Czasem ekipa przypomina sobie swoje najdawniejsze nagrania i One Shot, One Kill to coś na kształt tych niemal speedowych numerów z debiutu "Arise Of The Empire" z 1999, ogólnie jednak trzymają się głównego nurtu europejskiego "twardego" heavy power, gdzie melodia ma jakieś konkretne znaczenie. W Eye for an Eye mamy na początku zdecydowanie współczesne pole bitwy, ale sama kompozycja jak i większość innych niczego do współczesnego heavy/power nie wnosi. Po prostu sprawnie odegrany mocny heavy/power. Wyciszenie następuje w stojącej na przyzwoitym poziomie refleksyjnej balladzie Days of Mourning z gitarą akustyczną (gra na niej sam Cenci), która pokazuje, że wokalista potrafi także zaśpiewać w bardziej teatralny sposób. Chyba z tych mocniejszych numerów najlepszy jest Burnin' Pyres, jest tu pewien autentyczny ładunek rycerskiego heroizmu oraz świetna praca obu gitar. Grupa pewnie uważała podobnie umieszczając na tym LP także bonusową akustyczną wersją tej kompozycji, zresztą bardzo elegancką i romantyczną.
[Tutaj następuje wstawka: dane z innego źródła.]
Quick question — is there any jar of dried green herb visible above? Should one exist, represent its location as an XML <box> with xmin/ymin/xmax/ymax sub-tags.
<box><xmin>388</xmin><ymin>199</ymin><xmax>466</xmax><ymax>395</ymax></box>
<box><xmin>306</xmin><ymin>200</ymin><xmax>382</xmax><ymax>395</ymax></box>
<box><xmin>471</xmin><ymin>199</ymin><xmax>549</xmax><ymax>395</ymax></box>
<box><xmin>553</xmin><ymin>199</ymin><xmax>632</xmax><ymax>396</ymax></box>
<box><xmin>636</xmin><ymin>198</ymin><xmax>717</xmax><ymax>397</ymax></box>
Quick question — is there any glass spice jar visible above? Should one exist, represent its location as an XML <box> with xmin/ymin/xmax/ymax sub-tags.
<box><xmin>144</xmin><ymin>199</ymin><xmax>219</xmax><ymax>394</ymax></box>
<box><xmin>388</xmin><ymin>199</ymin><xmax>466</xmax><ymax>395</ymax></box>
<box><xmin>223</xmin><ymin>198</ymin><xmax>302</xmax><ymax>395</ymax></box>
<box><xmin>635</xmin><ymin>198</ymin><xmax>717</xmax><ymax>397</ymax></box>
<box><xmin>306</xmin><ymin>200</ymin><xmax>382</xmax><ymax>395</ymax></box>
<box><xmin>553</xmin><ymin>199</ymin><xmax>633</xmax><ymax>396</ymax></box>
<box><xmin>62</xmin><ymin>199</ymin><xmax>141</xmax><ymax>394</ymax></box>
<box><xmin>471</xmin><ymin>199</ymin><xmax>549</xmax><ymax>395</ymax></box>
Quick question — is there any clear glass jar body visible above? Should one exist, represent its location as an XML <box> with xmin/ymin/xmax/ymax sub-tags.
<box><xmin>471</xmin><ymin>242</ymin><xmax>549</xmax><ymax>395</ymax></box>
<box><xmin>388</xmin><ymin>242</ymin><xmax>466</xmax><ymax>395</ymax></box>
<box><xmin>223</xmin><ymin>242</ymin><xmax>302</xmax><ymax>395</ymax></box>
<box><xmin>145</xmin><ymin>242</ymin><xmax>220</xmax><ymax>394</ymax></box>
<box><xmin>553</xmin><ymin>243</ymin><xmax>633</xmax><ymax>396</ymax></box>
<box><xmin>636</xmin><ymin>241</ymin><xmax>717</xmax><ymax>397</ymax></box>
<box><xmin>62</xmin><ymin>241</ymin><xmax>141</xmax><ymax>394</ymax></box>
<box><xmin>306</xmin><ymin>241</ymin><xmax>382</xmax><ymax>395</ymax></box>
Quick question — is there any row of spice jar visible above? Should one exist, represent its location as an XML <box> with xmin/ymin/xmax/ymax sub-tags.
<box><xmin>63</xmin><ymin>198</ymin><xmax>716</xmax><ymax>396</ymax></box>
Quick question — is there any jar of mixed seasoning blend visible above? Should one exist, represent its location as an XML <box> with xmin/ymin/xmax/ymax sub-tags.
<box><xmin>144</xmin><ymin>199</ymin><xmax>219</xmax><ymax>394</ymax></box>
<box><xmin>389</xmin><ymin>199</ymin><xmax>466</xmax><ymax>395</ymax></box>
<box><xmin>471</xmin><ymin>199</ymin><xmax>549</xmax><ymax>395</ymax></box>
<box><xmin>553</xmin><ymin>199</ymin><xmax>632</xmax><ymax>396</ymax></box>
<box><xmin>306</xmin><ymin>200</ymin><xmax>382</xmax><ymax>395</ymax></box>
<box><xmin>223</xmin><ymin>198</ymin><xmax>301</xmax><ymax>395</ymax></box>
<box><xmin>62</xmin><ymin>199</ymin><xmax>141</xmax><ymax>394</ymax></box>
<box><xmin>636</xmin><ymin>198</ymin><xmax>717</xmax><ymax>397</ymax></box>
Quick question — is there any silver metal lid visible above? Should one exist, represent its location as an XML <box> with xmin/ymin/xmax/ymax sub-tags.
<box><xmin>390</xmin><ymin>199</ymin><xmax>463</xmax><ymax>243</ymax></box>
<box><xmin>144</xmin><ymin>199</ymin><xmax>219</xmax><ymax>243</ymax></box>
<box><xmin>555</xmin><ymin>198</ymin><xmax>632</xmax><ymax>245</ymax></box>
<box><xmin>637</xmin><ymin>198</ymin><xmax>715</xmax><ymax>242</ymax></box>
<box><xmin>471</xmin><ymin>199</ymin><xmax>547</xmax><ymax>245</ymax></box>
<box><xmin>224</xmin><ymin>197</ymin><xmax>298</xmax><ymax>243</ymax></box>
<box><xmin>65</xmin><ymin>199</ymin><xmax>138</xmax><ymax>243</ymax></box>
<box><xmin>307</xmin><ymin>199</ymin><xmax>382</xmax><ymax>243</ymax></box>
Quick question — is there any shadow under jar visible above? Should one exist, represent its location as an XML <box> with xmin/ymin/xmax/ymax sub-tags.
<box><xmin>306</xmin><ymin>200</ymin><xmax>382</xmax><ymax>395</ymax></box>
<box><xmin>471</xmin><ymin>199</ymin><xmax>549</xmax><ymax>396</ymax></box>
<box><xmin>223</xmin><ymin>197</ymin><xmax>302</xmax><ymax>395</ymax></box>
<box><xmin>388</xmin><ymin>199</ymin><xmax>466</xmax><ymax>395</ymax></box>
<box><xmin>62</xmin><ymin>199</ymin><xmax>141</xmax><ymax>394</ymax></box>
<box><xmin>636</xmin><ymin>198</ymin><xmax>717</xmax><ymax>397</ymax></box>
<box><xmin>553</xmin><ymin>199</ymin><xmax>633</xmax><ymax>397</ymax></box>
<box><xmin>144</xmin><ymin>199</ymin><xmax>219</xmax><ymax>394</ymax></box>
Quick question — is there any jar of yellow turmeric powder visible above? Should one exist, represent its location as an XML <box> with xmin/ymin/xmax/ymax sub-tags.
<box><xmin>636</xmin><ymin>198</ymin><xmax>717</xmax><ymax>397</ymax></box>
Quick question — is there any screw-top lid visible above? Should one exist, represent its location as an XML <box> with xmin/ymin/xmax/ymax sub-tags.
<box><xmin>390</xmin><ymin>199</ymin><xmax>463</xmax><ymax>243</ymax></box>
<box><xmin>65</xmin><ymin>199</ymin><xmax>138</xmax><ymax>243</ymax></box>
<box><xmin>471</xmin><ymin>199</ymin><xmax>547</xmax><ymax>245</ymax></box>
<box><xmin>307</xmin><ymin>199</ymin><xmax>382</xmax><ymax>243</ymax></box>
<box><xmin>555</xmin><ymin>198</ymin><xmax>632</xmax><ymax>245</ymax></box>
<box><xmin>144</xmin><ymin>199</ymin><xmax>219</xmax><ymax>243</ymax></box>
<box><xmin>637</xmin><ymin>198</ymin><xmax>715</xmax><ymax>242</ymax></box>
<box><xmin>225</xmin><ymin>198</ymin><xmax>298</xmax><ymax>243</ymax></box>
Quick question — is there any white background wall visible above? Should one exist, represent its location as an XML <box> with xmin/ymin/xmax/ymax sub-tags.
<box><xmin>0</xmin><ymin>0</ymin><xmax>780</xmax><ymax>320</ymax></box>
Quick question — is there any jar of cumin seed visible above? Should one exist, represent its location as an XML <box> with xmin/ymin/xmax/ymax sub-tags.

CENTVRION niczego tu nowego nie pokazuje, nawet w stosunku do swojej poprzedniej płyty, poza większą dawką metalowego romantyzmu. Ogólny poziom tych kompozycji jest dobry, wpadek nie ma, Roberto Cenci bezproblemowo radzi sobie z zadaniem zastąpienia Quintanaby w każdym rodzaju śpiewu, a produkcja jest bardzo staranna. Tak, brzmi to wszystko bardzo dobrze, klarownie i przestrzennie, a nagrywał i miksował Manuele Marani, który z mocniejszym metalem zrealizował sporo albumów w interesujący sposób.
Dobra płyta, choć zachowawcza w ramach gatunku.


ocena: 7/10

new 6.07.2019
NIE JESTEM ATEISTĄ - WIERZĘ W HEAVY METAL

"Only The Strong Survive!"

Odpowiedz
#3
Centvrion - Arise of the Empire (1999)

[Obrazek: 7059.jpg]

Tracklista:
1. Centurion 04:15
2. Steel Breath 05:37
3. Guns Are Screaming 04:22
4. Metal Gladiator 05:28
5. Snow Covers the Imperial Alps 07:30
6. Bloodstreets 05:26
7. Mors Tua Vita Mea 05:24
8. Razor Blade 06:30
9. Ragin' Power 06:12

Rok wydania: 1999
Gatunek: Heavy Power Metal
Kraj: Włochy

Skład:
Germano Quintaba - śpiew
Luciano Monti - gitara
Fabio Monti - gitara
Manuele Maricotti - bas
Marco Bracciotti -  perkusja

Trudno powiedzieć, jakie byłyby losy CENTVRION braci Monti, gdyby nie wytwórnia Scarlet Records i jej wczesne preferencje wydawnicze. Zupełnie nowy i nieznany zespół uzyskuje niemal natychmiast kontrakt płytowy z początkującą wytwórnią, która gigantem stała się dopiero kilka lat później. A w 1999, gdy wydaje jako szósty album w swojej ofercie debiut CENTVRION, jest po prostu małą firmą przedstawiającą... ekstremalne metalowe granie z Italii. W tym czasie we Włoszech mało było jeszcze chętnych wydawać podobne rzeczy, były to gatunki niszowe i mało popularne w tym kraju, ale CENTVRION swoją szanse dostał.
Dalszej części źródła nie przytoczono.